С Фишером я поступил по-другому. Тут больше было в ходу суггетивное внушение. Он поневоле помог мне, часами созерцая безумную фреску. Еще бы! Фалько рисовал как раз тогда, когда транспортный корабль «Гекла», на котором обычно перевозили контрабандный наркотик, неожиданно напоролся на метеорит, и взорвался в пределах видимости с базы. Болезнь уже рвала его мозг, и именно это он выразил в своей картине. Фишер улетел обратно уже с программой на самоуничтожения, что и с блеском затем выполнил. Порой мне его жаль. Но что он мог со мной сделать, со мной — потомком великого пирата! Зато теперь на «Подарке» зарплата приравнена к самым опасным уголкам нашей планетной системы. Это уже что-то, а там я вернусь в Лас-Вегас и отыграюсь! Я верю в это. Некоторые, например эта жирная свинья Дюринг, утверждает, что я стал слишком много пить, разговариваю с собой по ночам, хихикаю. Но это все ерунда! Виски для меня что вода, правда ведь, адмирал? Куда им всем до нас, этим Фишер, Дюрингам, до нас, до Дрейков, пиратов и адмиралов! А то, что я тебе каждый вечер рассказывают тебе эту историю — так я должен же с кем-то поделиться своей победой. Твое здоровье, адмирал!»

Он премерзко хихикнул, и, с трудом подняв рюмку, чокнулся с зеркалом.

ПРОКЛЯТЫЕ КОШКИ!

Полуфантастический рассказ

— Нет, я ни чего не имею против кошек, но этот профессор Шнейдер переполнил чашу моего терпения. И без этого человеческий прогресс достиг просто невероятного развития. Уже семьсот лет на Земле все три тысячи оставшихся представителей человеческой расы не знают что такое войны, болезни, голод или нужда. Лет триста ни кто из людей палец о палец не ударил, чтобы заработать себе на кусок хлеба. Все роботы, киборги, электронные слуги и электронные мозги. Угодливость этих синтетических рабов не знает предела. Стоит подумать о стакане с охлажденной минералкой, как он тут же появляется перед тобой. Моя Элен не задумываясь садилась там, где хочет, зная что под ней тут же появиться либо невидимое гравитационное сиденье, либо целый диван. Нечего и говорить о том, что моя супруга понятие не имела о том, как выглядит сырое мясо, а тем более как приготовить из него какое-то блюдо. Но про этих проклятых говорящих кошек я услышал как раз во время обсуждения меню званого обеда в честь десятилетия нашей свадьбы.
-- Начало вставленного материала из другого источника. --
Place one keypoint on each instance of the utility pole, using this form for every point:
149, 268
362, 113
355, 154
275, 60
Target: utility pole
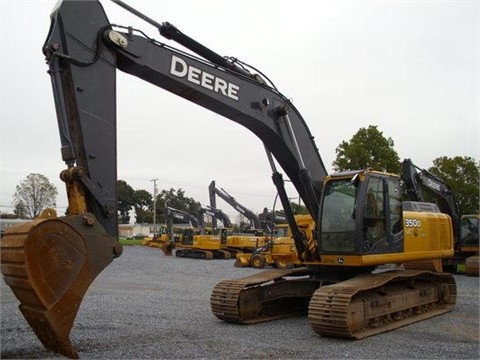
154, 206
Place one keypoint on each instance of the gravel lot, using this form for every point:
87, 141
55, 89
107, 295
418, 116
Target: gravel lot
147, 305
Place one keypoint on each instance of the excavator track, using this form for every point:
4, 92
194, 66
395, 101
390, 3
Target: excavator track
49, 263
264, 296
202, 254
370, 304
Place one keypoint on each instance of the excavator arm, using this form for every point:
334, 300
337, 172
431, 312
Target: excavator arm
418, 180
229, 199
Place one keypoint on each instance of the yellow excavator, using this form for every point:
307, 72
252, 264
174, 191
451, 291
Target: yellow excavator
279, 251
250, 237
361, 223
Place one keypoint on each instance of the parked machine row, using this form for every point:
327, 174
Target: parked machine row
360, 221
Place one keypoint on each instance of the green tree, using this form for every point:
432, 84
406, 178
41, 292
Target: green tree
125, 201
461, 174
367, 148
34, 194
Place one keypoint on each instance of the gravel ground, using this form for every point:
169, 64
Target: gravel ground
147, 305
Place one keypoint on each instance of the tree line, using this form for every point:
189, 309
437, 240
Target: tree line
367, 148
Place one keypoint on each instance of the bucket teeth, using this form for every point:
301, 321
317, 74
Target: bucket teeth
49, 265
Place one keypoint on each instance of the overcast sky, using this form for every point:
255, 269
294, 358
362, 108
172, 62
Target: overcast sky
409, 67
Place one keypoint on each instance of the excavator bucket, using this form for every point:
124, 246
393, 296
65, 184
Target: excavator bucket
49, 263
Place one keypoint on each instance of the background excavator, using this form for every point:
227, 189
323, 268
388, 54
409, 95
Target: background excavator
250, 238
422, 185
360, 221
255, 223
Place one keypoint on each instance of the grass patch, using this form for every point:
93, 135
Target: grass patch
128, 242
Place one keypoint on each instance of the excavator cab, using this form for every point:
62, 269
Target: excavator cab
369, 201
364, 221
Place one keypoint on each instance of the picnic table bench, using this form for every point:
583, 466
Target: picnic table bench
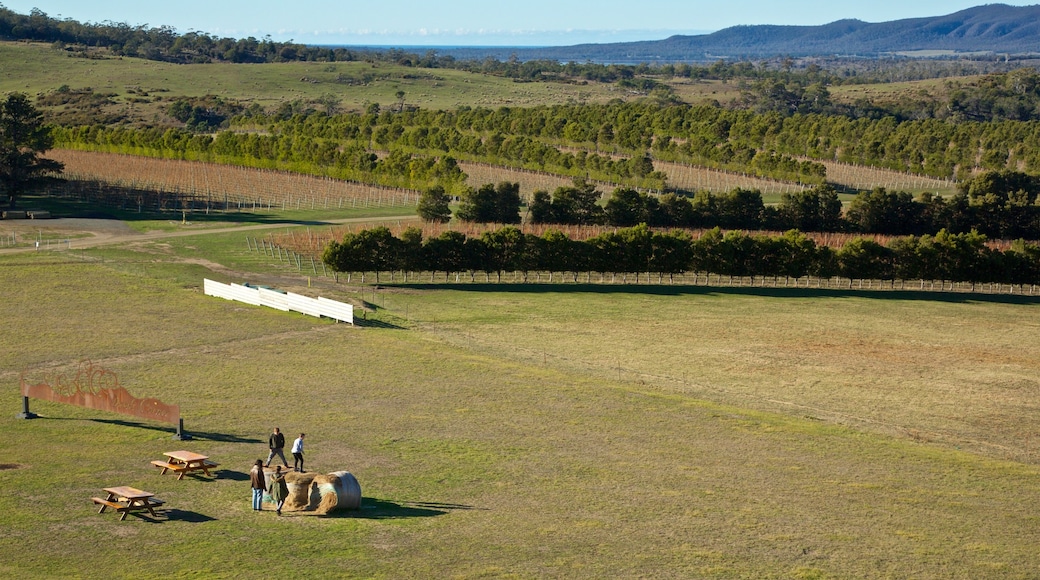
184, 462
125, 500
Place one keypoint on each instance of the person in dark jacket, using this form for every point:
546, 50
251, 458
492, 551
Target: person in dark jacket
259, 486
277, 443
278, 489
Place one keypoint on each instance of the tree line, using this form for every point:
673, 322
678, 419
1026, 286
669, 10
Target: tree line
996, 204
644, 251
615, 142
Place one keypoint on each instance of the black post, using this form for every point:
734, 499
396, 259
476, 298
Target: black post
26, 414
180, 435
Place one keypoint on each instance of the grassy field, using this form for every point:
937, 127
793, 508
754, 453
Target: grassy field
141, 87
525, 431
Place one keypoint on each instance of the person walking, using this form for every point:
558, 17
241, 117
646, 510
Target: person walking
256, 478
278, 489
297, 454
277, 443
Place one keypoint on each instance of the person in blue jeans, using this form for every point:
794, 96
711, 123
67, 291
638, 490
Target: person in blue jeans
259, 485
277, 442
297, 453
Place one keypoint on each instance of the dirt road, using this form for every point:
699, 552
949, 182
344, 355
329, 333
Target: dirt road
105, 232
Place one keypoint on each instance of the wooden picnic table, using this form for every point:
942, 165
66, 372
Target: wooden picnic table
125, 500
184, 462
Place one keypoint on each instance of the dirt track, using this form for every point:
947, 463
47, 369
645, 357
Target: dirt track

Сидя на гравитационном кресле Элен занималась единственным делом, которое она не доверяла ни кому — полировкой ногтей, и при этом диктовала нашему невидимому метрдотелю свое меню.

— Прошлый раз у Бергов говядина просто таяла во рту. Узнай у их повара, как это делается, эти бифштексы мне понравились даже больше чем отбивные у Свенсонов, тем более стейки у Михельсонов. Приготовь точно так же. А вот картошка как раз была лучше у Михельсонов, ну и наша традиционная спаржа «Аля — Мулен Руж», затем фрукты, напитки, это все как обычно.

— А торт, мэм? — осторожно напомнил метрдотель. — В прошлый раз была океанская яхта в натуральную величину.

— Нет, теперь надо что-нибудь, этакое! — Элен надула губки и надолго задумалась. — Приготовь торт в виде Ниагары, небольшой такой кусок в натуральную величину, ну и метров тридцать в ширину. Как раз чтобы встал в малую гостиную, мы там с гостями будем пить чай.

Я в это время одетый в кимоно сидел в позе лотоса на бамбуковой циновке и, позевывая, изучал проецируемые на стене новые модели космических яхт. Наша, уже достаточно устарела, на ней не только что до Сириуса, но и до Юпитера лететь стыдно. А к Рождеству мы как раз собирались махнуть на Плутон, покататься на реактивных буерах по самому большому естественному катку вселенной.